Maintaining the RED FLAGS engine

Overview

The engine does the following when launched:

Runs through the appropriate notice ID-s
Tries to fetch the needed HTML files from the cache directory
If it fails, downloads them from TED
Stores downloaded HTML files in the cache directory
Parses HTMLs and builds up a model in the memory
Calls indicators which generates some additional information
Then - if configured so - exports all data into the database

It can process more than one notice (also configurable) at the same time, to reduce the time needed to do all the work.

Running the engine

The Red Flags engine is Java application. It is a simple JAR file which can be launched by this command:

$ java -jar redflags-engine-VERSION.jar

If you need to process a lot of notices, increasing the heap size is necessary, for example:

$ java -Xmx16G -jar redflags-engine-VERSION.jar

Configuring the engine

Configuration of the engine is done by using properties. There are two ways to modify them externally:

Append --property=value to the launch command,
or create a file named application.yml in the working directory and specify properties and their values in YAML format.

YAML configuration overrides the internal one, and command line configuration overrides the YAML one.

The most important configuration properties are:

Property	Type	Description	Default value
`scope`	String	The scope of notice numbers to process	(no default value, you must specify)
`cache`	String	The name of the cache directory	`tenders`
`threads`	Integer	Numer of notice processor threads	`1`
`db`	Integer	1 or 0, whether you want database export or not	`0`
`dbhost`	String	Location of your MySQL server (with port number)	(no default value)
`dbname`	String	Name of the database schema	(no default value)
`dbuser`	String	Database user	(no default value)
`dbpass`	String	Password for database user	(no default value)

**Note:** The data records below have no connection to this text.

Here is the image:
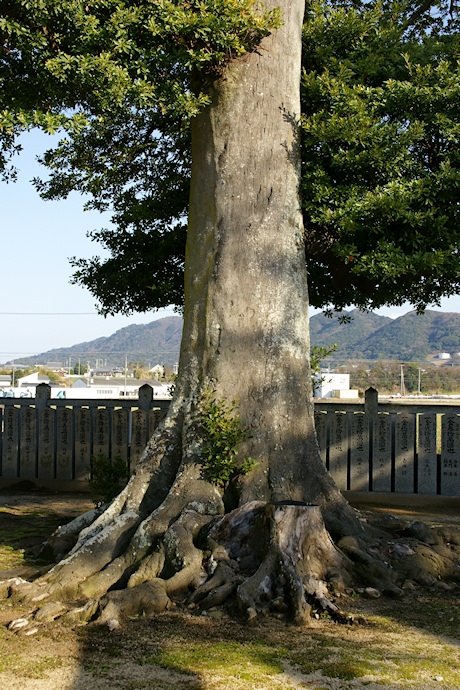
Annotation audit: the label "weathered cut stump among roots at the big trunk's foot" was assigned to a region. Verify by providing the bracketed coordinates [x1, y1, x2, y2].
[200, 502, 347, 623]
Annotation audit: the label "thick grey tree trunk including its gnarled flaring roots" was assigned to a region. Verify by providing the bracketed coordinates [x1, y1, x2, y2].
[2, 0, 416, 620]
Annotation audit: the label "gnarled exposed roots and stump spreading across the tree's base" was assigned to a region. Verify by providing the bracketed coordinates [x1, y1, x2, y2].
[0, 482, 460, 629]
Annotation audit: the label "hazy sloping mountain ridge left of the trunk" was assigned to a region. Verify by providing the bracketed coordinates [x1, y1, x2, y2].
[14, 316, 182, 366]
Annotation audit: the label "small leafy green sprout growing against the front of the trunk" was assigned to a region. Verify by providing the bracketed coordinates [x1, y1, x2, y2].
[200, 391, 257, 489]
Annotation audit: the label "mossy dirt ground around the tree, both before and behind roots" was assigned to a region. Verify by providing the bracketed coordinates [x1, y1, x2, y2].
[0, 490, 460, 690]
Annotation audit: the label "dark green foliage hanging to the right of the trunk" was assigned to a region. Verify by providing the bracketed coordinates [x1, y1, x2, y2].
[302, 3, 460, 310]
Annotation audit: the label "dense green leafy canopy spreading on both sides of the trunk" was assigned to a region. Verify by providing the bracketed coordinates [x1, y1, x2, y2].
[0, 0, 460, 313]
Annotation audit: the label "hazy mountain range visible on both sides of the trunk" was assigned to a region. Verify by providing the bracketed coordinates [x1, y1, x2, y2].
[9, 309, 460, 366]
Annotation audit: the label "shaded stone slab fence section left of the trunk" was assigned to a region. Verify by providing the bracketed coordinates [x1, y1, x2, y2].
[0, 384, 170, 490]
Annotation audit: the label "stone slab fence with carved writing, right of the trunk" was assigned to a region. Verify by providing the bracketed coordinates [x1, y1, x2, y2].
[315, 388, 460, 496]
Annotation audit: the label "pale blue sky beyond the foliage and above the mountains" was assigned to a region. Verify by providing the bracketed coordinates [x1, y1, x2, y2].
[0, 132, 460, 362]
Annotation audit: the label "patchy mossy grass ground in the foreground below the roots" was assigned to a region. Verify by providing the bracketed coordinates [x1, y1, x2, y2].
[0, 584, 460, 690]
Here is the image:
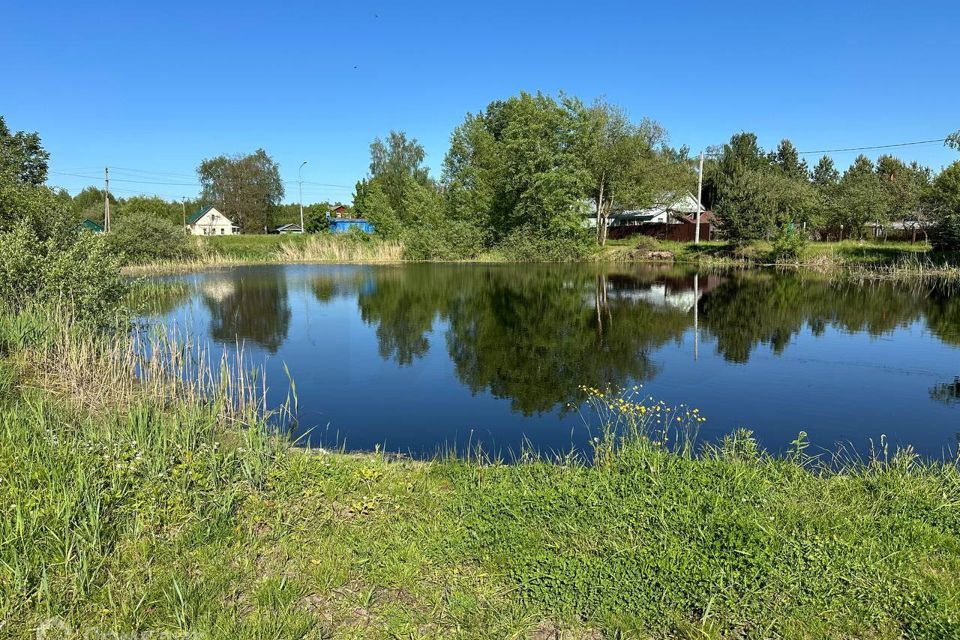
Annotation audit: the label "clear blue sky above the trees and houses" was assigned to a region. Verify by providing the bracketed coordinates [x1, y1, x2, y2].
[0, 0, 960, 201]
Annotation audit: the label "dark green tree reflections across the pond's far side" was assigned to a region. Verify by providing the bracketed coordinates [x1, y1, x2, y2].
[180, 265, 960, 414]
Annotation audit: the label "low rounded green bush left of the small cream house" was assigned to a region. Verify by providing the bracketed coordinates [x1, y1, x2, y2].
[107, 213, 196, 264]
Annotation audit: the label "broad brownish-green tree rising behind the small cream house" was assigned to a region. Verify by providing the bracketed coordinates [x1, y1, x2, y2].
[197, 149, 284, 233]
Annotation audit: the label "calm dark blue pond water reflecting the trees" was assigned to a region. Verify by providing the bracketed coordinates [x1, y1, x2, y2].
[144, 265, 960, 458]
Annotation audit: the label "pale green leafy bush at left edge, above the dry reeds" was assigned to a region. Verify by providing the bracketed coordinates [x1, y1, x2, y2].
[0, 224, 128, 324]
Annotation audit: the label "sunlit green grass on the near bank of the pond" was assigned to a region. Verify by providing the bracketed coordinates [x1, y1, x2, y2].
[0, 312, 960, 638]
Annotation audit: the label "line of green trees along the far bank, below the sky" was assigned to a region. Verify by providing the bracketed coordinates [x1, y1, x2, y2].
[0, 92, 960, 259]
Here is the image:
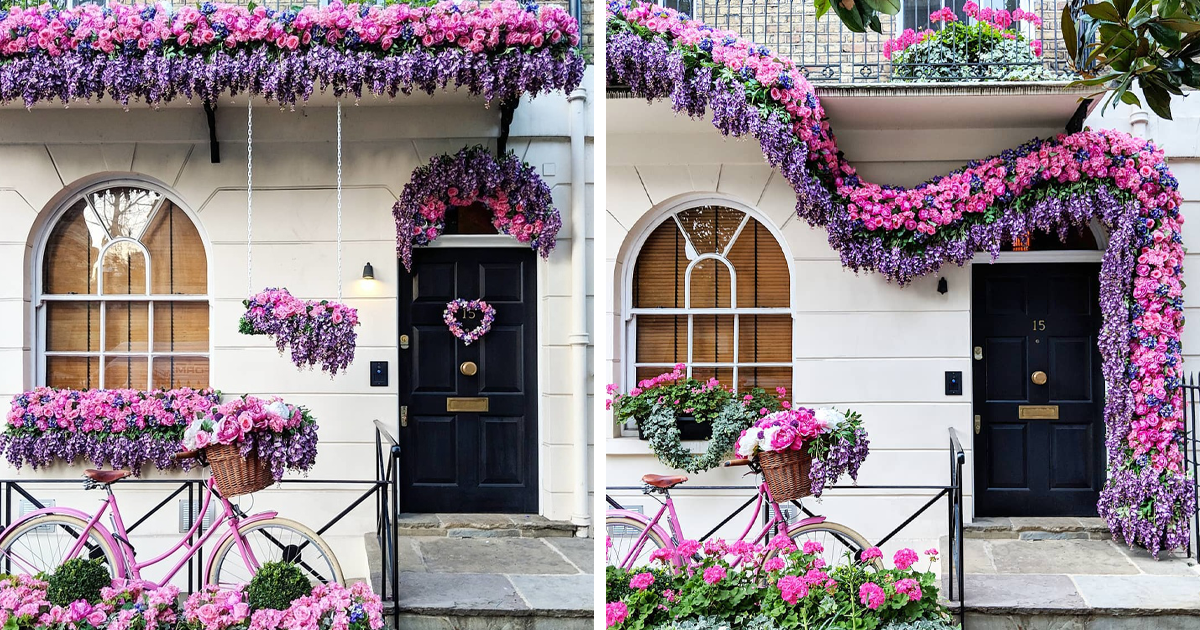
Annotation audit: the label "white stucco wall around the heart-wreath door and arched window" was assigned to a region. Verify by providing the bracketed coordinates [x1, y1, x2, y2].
[0, 71, 594, 585]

A typical configuration file will look like this:

scope:   auto
cache:   /home/redflags/cache
threads: 4
db:      1
dbhost:  localhost:3306
dbname:  redflags
dbuser:  redflags
dbpass:  secret

# ... optional crawl configuration - detailed in developer docs

Cache directory

Make sure that the cache directory is writeable for Red Flags engine.

The structure of the directory will look like this:

cache/
    2016/
        1/
            files for notice 1-2016
        2/
            files for notice 2-2016
        ..
    ..

During downloading an optimization is triggered automatically, which rotates the individual files into ZIPs. Those ZIP files will contain hundreds/thousands of notices. That way the file and subdirectory count is reduced:

cache/
    2016/
        000001-001000.zip/
            1/
                files for notice 1-2016
            2/
                files for notice 2-2016

About the sizes:

all saved files are GZipped HTML files
one file of ~ 8 KB will be there for every notice available on TED
fully downloaded notices will need around ~ 60 - 160 KB
there are around ~ 400 000 - 450 000 notices in a year, and ~ 4000 - 5000 from them are Hungarian
we crawled Hungarian notices, our year directories have sizes around ~ 9 - 13 GB (unoptimized)
after optimization, each ZIP file containing at most 1000 notices is around 15 MB
and an optimized year directory weighs ~ 4-6 GB

Threads

We suggest to try out more values for the threads property. It's not always the higher number means faster overall processing time. The slow resources (network, hard drives) are common, too many threads can lead to slowness because they will wait for each other.

We use 4 threads to process notices from ~4 years, the running time is around 3-3.5 hours.

Scopes

The scope argument tells the engine which notices should be processed. Scopes can be the following:

123456-2015 - The specified notice will be processed.
123456-2015,234567-2015,... - The specified notices will be processed.
123456-2015..234567-2015 - All notices will be processed between the specified two ID (they are both included).
123456-2015.. - All notices will be processed starting from the specified one till the freshest notice available on TED.
2014 - All available notices in the specified year will be processed.
2013,2014,... - All available notices in the specified years will be processed.
2013..2015 - All available notices in the specified year range will be processed.
2014.. - All available notices will be processed starting from the specified year.
auto - Continues a previous auto run. Loads the last progress and starts the processing from there, till the freshest notice available. The progress is being saved during the process. If there's no previous progress, it will start from the first notice of the current year.
directory - Reads the notice IDs from the cache directory. The directory should contain /year/number/ directories or /year/NUM1-NUM2.zip/number/ structures. This option can be used to re-parse your whole archive.

The typical usage would be:

Running the engine manually with YYYY.. scope first, to create the database from earlier years,
and then running in auto mode each day using cron script to update it.
And if you need to re-parse, we suggest to use YYYY... again.

Be aware, that notices are only available for 5 years on *TED*. This means that in April, 2016, you cannot reach notices from March, 2011.

The Red Flags engine will automatically skip notice IDs having a year below 2000 or above the actual current year.